Ann-Marie Koth, a German teacher at Lodi High, helped a few of her students enroll in the German American Partnership Program. It is similar to an exchange student program, but lasts only three weeks. Five girls from Germany stayed with Lodi families in April, sharing their language and culture and experiencing California.
Last month, the Lodi girls traveled to Europe to return the favor and attend school with their German counterparts.
"They already knew the kids. Then they got to know the parents, and their families and the school," said Koth.
Koth said the exchange program has been in place since the mid-'90s. It cost about $2,000 per girl for airfare and travel expenses.
The Lodi students spent two weeks at a school in Oberursel, Germany. On the weekends, they traveled to Lake Constance, Berlin and other sites with their host families.
At one point, they were interviewed by a German journalist and photographer for the Frankfurter Rundschau, a German newspaper with national circulation.
Each girl had studied German for two or three years.
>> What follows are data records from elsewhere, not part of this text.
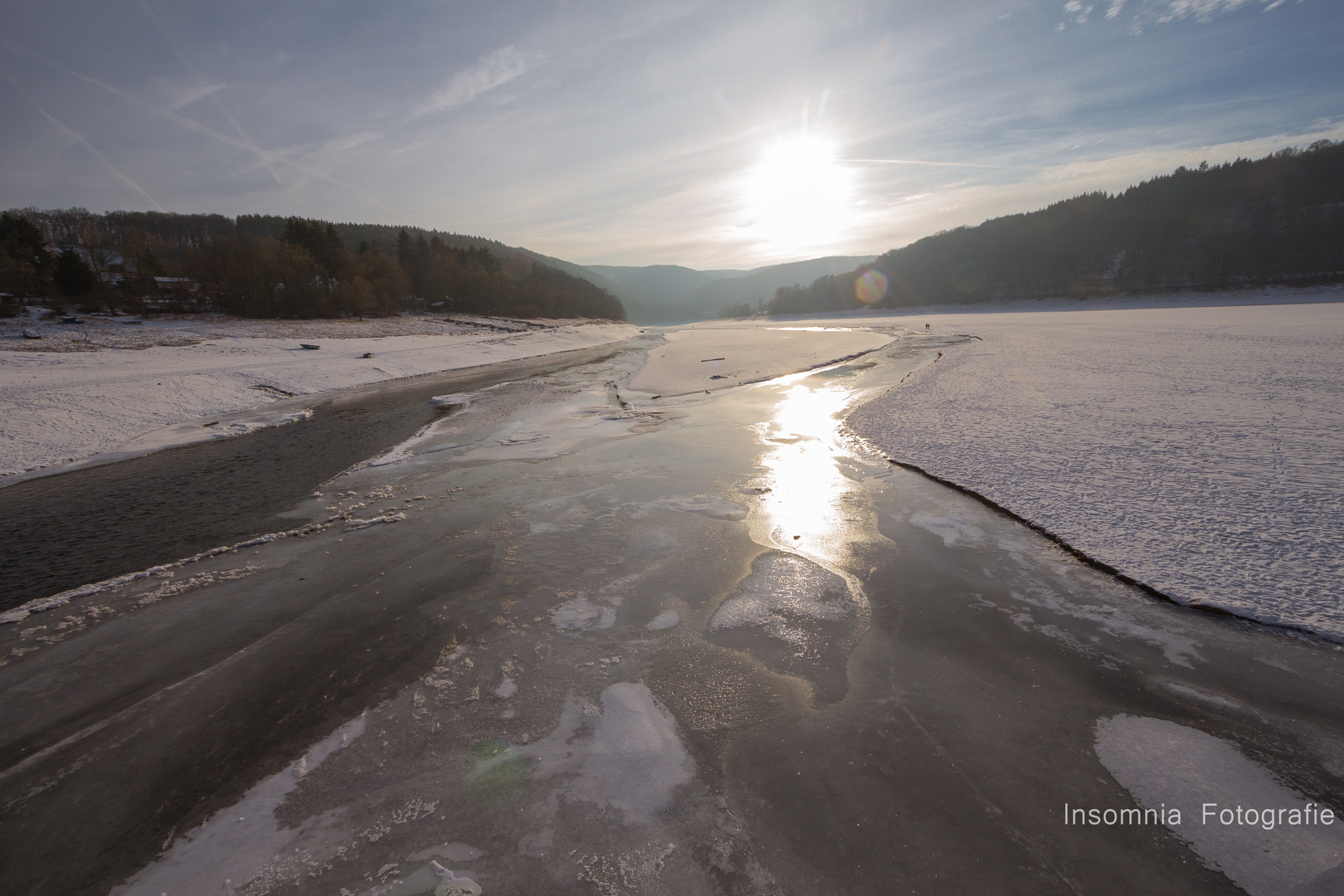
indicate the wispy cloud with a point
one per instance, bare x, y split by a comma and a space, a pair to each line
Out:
1202, 10
491, 71
1161, 11
187, 95
80, 139
265, 156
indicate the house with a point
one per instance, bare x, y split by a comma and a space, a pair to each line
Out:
177, 286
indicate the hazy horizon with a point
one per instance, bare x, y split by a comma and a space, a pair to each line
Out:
650, 134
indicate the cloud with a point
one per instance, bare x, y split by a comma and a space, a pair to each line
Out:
1161, 11
491, 71
187, 95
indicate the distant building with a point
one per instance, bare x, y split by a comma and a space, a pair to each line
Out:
177, 286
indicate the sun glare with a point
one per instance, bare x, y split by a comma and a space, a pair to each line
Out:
799, 195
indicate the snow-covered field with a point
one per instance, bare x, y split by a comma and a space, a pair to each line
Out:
717, 355
1195, 449
105, 386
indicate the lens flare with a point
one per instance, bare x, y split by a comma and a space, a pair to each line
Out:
869, 286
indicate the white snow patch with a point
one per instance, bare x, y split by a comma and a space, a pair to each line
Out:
665, 620
363, 524
41, 605
582, 614
715, 355
633, 761
63, 406
953, 533
711, 505
1166, 765
782, 592
453, 852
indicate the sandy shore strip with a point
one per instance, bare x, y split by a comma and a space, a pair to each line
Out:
724, 353
153, 383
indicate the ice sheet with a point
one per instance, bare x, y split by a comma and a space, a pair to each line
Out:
719, 355
1195, 449
632, 762
234, 845
1170, 766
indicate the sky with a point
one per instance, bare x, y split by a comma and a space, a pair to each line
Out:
709, 134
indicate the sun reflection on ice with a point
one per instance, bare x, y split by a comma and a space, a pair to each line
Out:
802, 505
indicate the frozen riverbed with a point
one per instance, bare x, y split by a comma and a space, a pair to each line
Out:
570, 638
1194, 449
114, 390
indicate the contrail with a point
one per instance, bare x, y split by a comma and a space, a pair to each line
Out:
219, 104
194, 127
88, 145
919, 162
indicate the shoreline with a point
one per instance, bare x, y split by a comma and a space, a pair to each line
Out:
1129, 473
69, 410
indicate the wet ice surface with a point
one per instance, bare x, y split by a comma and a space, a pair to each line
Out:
1194, 449
628, 664
1172, 767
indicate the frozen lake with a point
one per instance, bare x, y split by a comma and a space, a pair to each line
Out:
574, 638
1195, 449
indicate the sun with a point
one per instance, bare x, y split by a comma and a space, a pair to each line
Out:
799, 195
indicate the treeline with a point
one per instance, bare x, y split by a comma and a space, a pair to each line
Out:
1277, 219
266, 266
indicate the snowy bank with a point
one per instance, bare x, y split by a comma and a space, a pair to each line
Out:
723, 353
110, 387
1192, 449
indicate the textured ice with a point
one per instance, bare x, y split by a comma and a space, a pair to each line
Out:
633, 761
1195, 449
665, 620
717, 355
233, 846
1168, 766
582, 614
710, 505
782, 592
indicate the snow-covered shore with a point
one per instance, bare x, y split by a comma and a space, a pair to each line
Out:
715, 355
105, 386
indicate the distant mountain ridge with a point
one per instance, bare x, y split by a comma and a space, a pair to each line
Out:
675, 295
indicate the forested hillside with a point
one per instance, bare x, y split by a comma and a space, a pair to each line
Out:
1277, 219
266, 266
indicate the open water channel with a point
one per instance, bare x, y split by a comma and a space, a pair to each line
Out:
577, 640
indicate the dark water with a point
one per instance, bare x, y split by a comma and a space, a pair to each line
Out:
95, 523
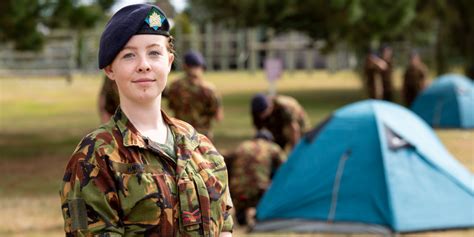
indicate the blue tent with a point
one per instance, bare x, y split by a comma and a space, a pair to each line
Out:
374, 167
448, 102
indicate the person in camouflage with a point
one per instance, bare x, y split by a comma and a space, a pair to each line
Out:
253, 164
144, 173
194, 100
108, 99
414, 79
282, 115
373, 70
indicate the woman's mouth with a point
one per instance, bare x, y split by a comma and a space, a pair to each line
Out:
143, 80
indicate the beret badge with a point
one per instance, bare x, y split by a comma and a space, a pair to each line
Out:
154, 19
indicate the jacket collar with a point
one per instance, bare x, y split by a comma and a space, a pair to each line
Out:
184, 136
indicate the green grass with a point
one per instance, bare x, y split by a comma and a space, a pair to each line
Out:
43, 119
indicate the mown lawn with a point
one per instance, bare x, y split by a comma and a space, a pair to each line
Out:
42, 120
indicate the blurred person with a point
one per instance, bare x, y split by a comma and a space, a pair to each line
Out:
253, 163
143, 173
414, 79
373, 67
386, 54
470, 73
108, 99
194, 100
282, 115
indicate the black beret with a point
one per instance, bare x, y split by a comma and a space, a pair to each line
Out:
129, 21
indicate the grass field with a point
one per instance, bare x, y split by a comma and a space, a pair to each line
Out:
42, 120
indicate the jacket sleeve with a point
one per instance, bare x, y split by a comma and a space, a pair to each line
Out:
89, 200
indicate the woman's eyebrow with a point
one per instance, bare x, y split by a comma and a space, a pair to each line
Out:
154, 45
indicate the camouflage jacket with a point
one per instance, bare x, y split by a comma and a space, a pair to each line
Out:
286, 110
253, 164
195, 102
116, 183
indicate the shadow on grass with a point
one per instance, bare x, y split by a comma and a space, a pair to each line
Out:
31, 145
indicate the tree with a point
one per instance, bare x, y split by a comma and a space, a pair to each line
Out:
359, 23
21, 19
18, 22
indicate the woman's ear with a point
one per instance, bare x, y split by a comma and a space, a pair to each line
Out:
109, 72
171, 59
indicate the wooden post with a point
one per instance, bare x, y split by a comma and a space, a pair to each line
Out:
179, 39
224, 54
251, 38
309, 58
241, 52
209, 46
195, 40
291, 53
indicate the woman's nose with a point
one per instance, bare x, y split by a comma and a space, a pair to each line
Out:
144, 66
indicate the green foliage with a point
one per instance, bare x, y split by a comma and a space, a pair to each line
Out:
356, 22
21, 19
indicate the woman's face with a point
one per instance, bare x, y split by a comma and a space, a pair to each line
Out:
141, 69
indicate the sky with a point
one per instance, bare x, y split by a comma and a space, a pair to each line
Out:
179, 5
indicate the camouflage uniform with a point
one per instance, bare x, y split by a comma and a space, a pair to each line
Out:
285, 110
194, 101
371, 73
253, 164
121, 183
414, 82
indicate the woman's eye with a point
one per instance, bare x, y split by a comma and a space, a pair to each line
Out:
154, 53
128, 55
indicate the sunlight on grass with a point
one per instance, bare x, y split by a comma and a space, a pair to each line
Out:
43, 119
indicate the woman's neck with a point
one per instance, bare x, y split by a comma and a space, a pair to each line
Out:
146, 118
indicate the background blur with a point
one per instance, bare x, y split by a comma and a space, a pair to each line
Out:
49, 81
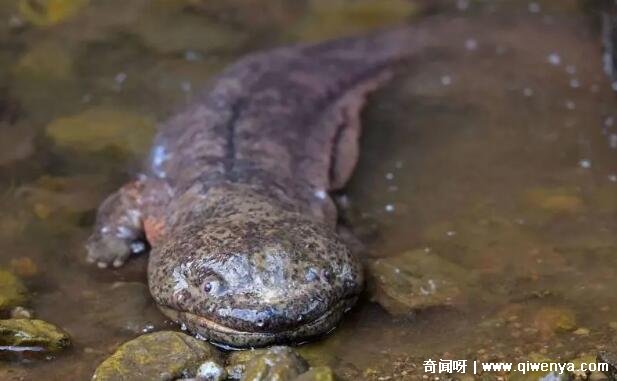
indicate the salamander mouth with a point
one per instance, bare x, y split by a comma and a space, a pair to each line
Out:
232, 338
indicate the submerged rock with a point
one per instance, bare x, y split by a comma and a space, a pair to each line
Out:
101, 128
164, 355
557, 201
12, 291
49, 12
339, 17
551, 320
415, 280
124, 307
33, 333
16, 143
275, 363
320, 373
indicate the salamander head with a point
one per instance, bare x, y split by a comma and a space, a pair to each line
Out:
251, 279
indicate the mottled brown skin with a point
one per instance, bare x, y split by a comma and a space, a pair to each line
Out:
235, 201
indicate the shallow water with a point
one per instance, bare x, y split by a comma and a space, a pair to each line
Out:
499, 156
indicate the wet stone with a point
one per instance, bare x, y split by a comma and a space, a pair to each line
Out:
415, 280
125, 307
550, 320
275, 363
13, 293
34, 334
164, 355
49, 12
320, 373
100, 128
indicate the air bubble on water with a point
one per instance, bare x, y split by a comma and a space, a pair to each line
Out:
120, 78
570, 105
186, 86
462, 4
534, 7
554, 59
192, 56
321, 194
471, 44
585, 163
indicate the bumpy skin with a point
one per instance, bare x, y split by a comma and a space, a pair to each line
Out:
235, 200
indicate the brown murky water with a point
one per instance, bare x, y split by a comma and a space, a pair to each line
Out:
499, 157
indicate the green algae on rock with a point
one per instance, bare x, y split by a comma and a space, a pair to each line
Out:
163, 356
276, 363
49, 12
415, 280
33, 333
12, 291
338, 17
99, 128
319, 373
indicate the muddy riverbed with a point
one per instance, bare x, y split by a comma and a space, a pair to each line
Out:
485, 195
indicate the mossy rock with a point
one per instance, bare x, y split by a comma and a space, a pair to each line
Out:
275, 363
12, 291
163, 356
33, 333
415, 280
320, 373
334, 18
99, 128
49, 12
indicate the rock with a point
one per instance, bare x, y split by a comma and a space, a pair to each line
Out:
211, 371
64, 199
12, 291
101, 128
16, 143
550, 320
24, 267
33, 333
44, 62
577, 374
164, 355
184, 31
320, 373
339, 17
21, 313
414, 280
49, 12
556, 200
611, 359
275, 363
125, 307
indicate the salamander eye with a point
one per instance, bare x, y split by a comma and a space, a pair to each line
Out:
213, 285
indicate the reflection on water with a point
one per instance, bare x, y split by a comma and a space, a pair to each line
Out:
498, 157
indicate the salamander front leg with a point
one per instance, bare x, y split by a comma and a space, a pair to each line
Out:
119, 227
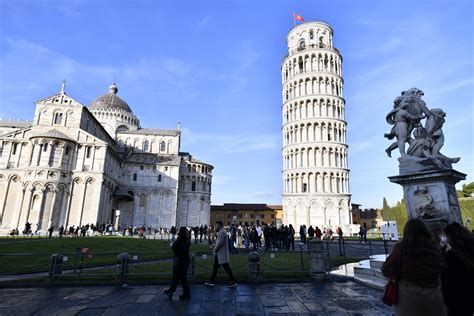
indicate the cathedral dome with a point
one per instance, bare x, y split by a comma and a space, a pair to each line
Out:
110, 101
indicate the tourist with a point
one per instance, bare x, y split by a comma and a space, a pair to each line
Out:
173, 233
291, 238
318, 233
416, 263
50, 231
196, 233
273, 236
310, 232
180, 265
233, 237
302, 234
361, 233
458, 273
365, 232
339, 233
201, 232
221, 256
253, 238
259, 239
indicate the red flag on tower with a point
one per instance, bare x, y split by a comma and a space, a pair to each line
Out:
298, 17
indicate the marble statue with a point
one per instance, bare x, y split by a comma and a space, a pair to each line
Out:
426, 175
425, 141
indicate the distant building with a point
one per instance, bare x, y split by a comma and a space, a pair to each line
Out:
247, 214
315, 165
355, 212
372, 217
77, 165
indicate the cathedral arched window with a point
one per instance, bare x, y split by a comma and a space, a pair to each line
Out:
142, 200
302, 44
58, 118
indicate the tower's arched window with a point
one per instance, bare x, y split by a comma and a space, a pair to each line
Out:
58, 118
15, 146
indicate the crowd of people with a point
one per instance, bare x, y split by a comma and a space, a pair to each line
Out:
434, 272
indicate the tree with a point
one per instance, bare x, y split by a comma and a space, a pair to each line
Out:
386, 211
468, 189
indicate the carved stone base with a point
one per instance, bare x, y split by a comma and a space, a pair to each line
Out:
431, 196
411, 164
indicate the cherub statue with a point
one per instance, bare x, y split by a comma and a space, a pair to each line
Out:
424, 203
403, 122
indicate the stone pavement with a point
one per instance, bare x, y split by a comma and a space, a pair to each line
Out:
317, 298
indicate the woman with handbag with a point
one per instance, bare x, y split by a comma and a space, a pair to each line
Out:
458, 273
415, 264
180, 265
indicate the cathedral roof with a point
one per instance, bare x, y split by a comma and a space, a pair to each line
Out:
148, 158
110, 101
152, 131
54, 133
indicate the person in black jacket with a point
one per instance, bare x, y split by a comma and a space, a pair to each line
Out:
458, 272
180, 265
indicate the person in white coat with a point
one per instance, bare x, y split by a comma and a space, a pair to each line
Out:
221, 256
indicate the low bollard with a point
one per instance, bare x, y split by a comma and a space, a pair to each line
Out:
123, 260
56, 267
318, 268
254, 265
192, 266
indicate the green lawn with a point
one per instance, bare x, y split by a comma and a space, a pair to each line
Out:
153, 264
25, 255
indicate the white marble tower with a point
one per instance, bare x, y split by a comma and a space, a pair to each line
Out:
315, 170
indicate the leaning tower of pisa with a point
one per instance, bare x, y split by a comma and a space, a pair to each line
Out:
315, 169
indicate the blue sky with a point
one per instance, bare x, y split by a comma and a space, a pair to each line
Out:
214, 66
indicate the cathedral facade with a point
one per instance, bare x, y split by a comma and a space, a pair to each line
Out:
77, 165
315, 152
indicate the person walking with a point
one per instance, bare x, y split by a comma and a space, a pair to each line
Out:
291, 238
318, 233
458, 272
221, 256
181, 260
416, 263
50, 231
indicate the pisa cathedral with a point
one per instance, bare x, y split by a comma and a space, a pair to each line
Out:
77, 165
315, 169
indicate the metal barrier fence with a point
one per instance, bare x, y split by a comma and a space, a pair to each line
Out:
84, 264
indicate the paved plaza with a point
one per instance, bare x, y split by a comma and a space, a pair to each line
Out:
317, 298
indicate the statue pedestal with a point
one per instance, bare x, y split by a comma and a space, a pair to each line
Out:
431, 196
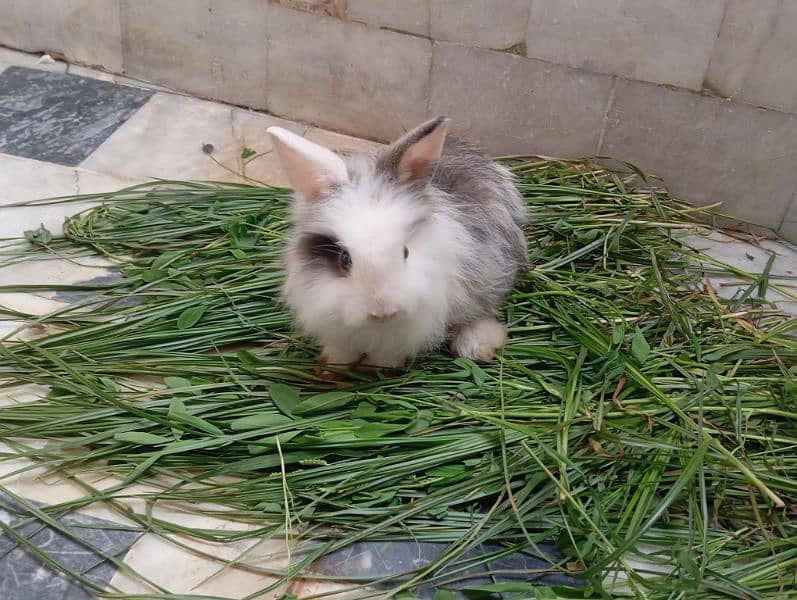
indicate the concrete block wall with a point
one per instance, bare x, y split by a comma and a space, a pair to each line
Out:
700, 92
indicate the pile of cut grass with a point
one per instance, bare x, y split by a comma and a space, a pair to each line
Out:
637, 420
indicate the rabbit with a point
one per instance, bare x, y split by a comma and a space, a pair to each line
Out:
391, 254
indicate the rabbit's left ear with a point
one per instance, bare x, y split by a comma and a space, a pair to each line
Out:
415, 154
312, 169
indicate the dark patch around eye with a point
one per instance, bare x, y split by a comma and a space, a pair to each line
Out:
323, 251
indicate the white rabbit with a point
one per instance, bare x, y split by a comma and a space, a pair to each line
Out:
390, 255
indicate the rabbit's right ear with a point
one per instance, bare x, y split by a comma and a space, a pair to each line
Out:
312, 169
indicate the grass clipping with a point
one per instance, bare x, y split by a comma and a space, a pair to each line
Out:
636, 420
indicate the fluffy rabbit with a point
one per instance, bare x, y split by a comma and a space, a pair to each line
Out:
390, 255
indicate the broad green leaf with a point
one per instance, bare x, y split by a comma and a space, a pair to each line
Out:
376, 430
260, 421
41, 236
141, 437
284, 398
190, 316
151, 275
164, 259
323, 402
640, 348
178, 412
110, 384
618, 332
176, 382
270, 507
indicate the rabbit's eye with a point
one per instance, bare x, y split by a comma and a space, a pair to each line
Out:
345, 260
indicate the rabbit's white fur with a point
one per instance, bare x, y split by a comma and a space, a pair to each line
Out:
375, 215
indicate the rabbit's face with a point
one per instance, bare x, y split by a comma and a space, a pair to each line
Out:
371, 252
366, 253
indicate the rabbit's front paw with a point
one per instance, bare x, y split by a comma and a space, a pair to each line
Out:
479, 340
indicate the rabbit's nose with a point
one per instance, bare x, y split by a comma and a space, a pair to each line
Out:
382, 314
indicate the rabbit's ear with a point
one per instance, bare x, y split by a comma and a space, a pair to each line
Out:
415, 154
312, 169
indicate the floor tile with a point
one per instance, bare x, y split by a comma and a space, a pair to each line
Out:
340, 142
90, 73
25, 179
191, 573
166, 138
10, 58
24, 577
60, 118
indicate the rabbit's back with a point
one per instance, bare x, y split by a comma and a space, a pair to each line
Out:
484, 199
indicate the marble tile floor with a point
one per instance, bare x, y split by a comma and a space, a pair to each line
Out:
66, 129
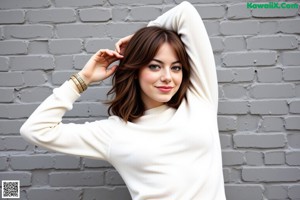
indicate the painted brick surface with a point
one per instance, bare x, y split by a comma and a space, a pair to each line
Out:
257, 53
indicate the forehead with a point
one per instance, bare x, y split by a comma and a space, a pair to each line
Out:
166, 52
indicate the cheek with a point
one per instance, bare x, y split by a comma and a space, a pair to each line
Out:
147, 77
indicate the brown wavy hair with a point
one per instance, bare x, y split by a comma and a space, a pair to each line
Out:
141, 49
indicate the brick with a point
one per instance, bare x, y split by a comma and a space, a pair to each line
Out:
64, 15
227, 123
53, 193
245, 192
63, 62
271, 174
120, 14
4, 63
67, 179
66, 162
274, 158
32, 62
23, 177
15, 111
226, 141
95, 14
8, 127
233, 158
269, 27
294, 192
13, 47
111, 193
37, 94
81, 60
16, 143
238, 11
293, 158
254, 158
211, 11
271, 107
234, 43
292, 123
265, 91
8, 79
289, 26
226, 174
294, 107
241, 59
235, 107
271, 124
12, 17
113, 30
297, 88
15, 4
244, 75
7, 95
113, 178
294, 140
291, 74
291, 58
270, 13
30, 162
78, 3
225, 75
272, 42
261, 140
34, 78
140, 3
3, 163
269, 75
70, 46
276, 192
94, 45
91, 163
234, 91
212, 28
38, 47
29, 31
217, 44
247, 123
59, 77
143, 13
239, 28
80, 30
But that wasn't enough to keep up with a nation of fluent speakers.
Katie O'Connor, 18, practiced with German student Johanna Jung, 18, to try to bridge the language gap.
"My German was rough to begin with, but when I got to Germany, I realized, 'Oh boy, I am really in quite deep,'" said O'Connor, who graduated from Lodi High this year. But her host family slowed down when speaking to her and helped translate.
O'Connor was impressed with Jung's language prowess.
"She's been learning English since fourth grade. I think that's what we need to be able to speak another language," she said.
When she wasn't troubling over verbs, O'Connor enjoyed sampling the local fare. Schnitzel, bratwurst and pretzels all made her list of favorites.
Hannah Boger, 18, bonded with Viktoria Geyer, 19, over a shared love of soccer. She even attended a Eurocup soccer game when Germany played Portugal.
Boger was enthralled by her visit to Brandenburger Tor, or the Brandenburg Gate, a symbol of Berlin and the main stage of the fall of the Berlin wall in 1989. Centuries-old churches also caught her eye with their stately towers.
Having a German friend in her home town was a new experience, too. Boger took Geyer to a car show at A&W, showed off Lodi High and enjoyed Lodi Lake.
Boger said the differences between California and Germany are striking.
"Everything here is bigger. People are more friendly and outgoing. Waitresses like to be friendly. They have rolling hills of green trees, where we have more open fields," she said.
For Koth, it was a different kind of trip. She has made at least nine visits to Germany, so the cultural divide seems narrower to her.
"It's interesting to listen to the girls and see what they notice that I don't anymore," she said.
Koth enjoys her role of opening up new worlds for her students.
"It sounds like a cliche, but their horizons truly were expanded. One girl wants to travel more, while another wants to go back to Germany for college," said Koth. "They just have a more global perspective."
Boger is thankful for the experiences Germany provided, and can't wait to go back.
"You want my advice? If you can travel, do it. It's totally worth it," she said.